Elektronische Messsysteme bieten zudem den Vorteil, dass im System selbst die Daten der jeweiligen Fahrzeuge vorliegen und bereits beim Messvorgang abgeglichen werden können. Damit diese Daten immer auf dem aktuellen Stand sind, bieten alle Richtanlagenhersteller regelmäßige Updates online oder über Daten-CD an. Das Risiko, speziell bei sehr neuen Modellen, nicht über die entsprechenden Karosserie-Daten bzw. über die Kenntnisse der erlaubten Reparaturmethoden zu verfügen, ist daher im laufenden Werkstattbetrieb bei elektronischen Messsystemen sehr gering. Für den reibungslosen Betrieb eines Richtsystems im Werkstattalltag haben auch die Servicedienstleistungen der Richtanlagenhersteller große Bedeutung. Bei der Kaufentscheidung einer Richtanlage sollten diese immer mit einfließen. Wichtig ist hier zunächst eine gute Beratung vor Ort, damit das Richtsystem den Gegebenheiten in der Werkstatt und der Auftragssituation optimal angepasst werden kann. Bereits in der Vorbereitungsphase ist daher ein Anforderungskatalog von der Werkstatt zu erstellen, der mit zwei bis drei Anbietern besprochen werden sollte. Dabei kristallisieren sich die unterschiedlichen Möglichkeiten, auch hinsichtlich der Aufrüstmöglichkeiten des Richtsystems, heraus. Planungsfehler, die zu erhöhten Kosten im laufenden Betrieb führen können, lassen sich so bereits im Frühstadium vermeiden.

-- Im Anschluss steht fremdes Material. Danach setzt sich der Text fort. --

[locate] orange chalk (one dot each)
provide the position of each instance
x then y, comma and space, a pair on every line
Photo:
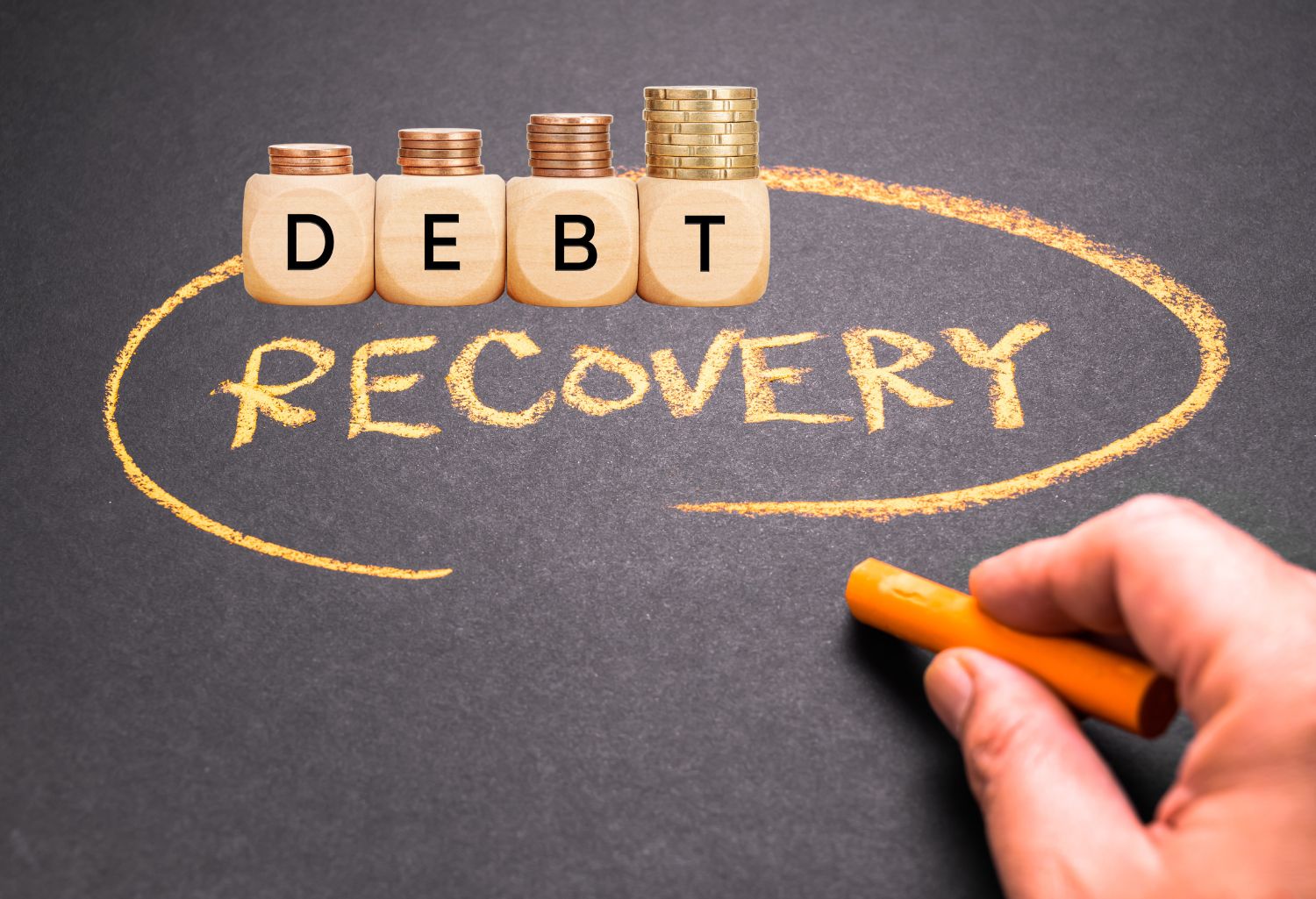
1112, 688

Manchmal hilft nur noch die Hotline
Selbstverständlich sollte auch eine Hotline sein, damit Probleme im Werkstattalltag möglichst verzögerungsfrei behoben werden können. Darüber hinaus sollte der Richtanlagenhersteller Schulungen für Mitarbeiter des Werkstattbetriebes anbieten können. Neben den für den Betrieb und der regelmäßigen Wartung und Pflege der Richtanlage nötigen Kenntnissen, sind hier auch die Inhalte der Unfallverhütungsvorschriften (UVV) von Bedeutung (siehe auch Anmerkung Tabelle).

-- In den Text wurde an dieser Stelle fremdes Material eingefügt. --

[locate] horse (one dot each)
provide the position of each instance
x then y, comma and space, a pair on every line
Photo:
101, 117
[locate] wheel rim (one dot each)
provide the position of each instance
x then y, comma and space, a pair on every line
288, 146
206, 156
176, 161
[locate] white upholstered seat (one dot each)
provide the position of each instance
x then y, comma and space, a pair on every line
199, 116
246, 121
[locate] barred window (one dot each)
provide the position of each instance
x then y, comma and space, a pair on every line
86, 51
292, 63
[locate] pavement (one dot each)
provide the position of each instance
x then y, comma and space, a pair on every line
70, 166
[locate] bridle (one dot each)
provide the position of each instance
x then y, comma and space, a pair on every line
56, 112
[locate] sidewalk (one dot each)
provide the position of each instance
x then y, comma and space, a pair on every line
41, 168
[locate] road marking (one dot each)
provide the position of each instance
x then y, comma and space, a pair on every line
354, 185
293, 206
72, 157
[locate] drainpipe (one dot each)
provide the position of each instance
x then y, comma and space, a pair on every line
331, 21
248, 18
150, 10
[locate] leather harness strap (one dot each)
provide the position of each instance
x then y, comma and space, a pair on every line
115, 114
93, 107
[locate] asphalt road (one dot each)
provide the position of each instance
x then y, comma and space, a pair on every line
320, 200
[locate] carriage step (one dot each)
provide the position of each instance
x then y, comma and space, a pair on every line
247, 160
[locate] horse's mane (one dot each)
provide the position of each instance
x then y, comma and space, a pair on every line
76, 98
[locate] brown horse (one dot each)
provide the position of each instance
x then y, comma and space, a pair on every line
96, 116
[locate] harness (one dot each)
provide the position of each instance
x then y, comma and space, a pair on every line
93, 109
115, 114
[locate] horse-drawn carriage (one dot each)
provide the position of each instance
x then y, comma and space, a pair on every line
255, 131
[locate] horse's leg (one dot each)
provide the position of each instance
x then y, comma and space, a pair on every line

Nicht immer muss es ein Neugerät sein. Um Kosten zu sparen, bieten einige Richtanlagenhersteller über ihren Vertrieb den Verkauf und die Inzahlungnahme von gebrauchten Richt- und Messsystemen an. Vor allem kleinere Werkstattbetriebe können hiervon profitieren. Nachfragen lohnt sich daher. Vor der Kaufentscheidung sollte man sich auch nach dem Reparaturservice erkundigen. Neben einer gesicherten Ersatzteilversorgung ist hier vor allem die regelmäßige Wartung durch geschulte Fachleute von entscheidender Bedeutung.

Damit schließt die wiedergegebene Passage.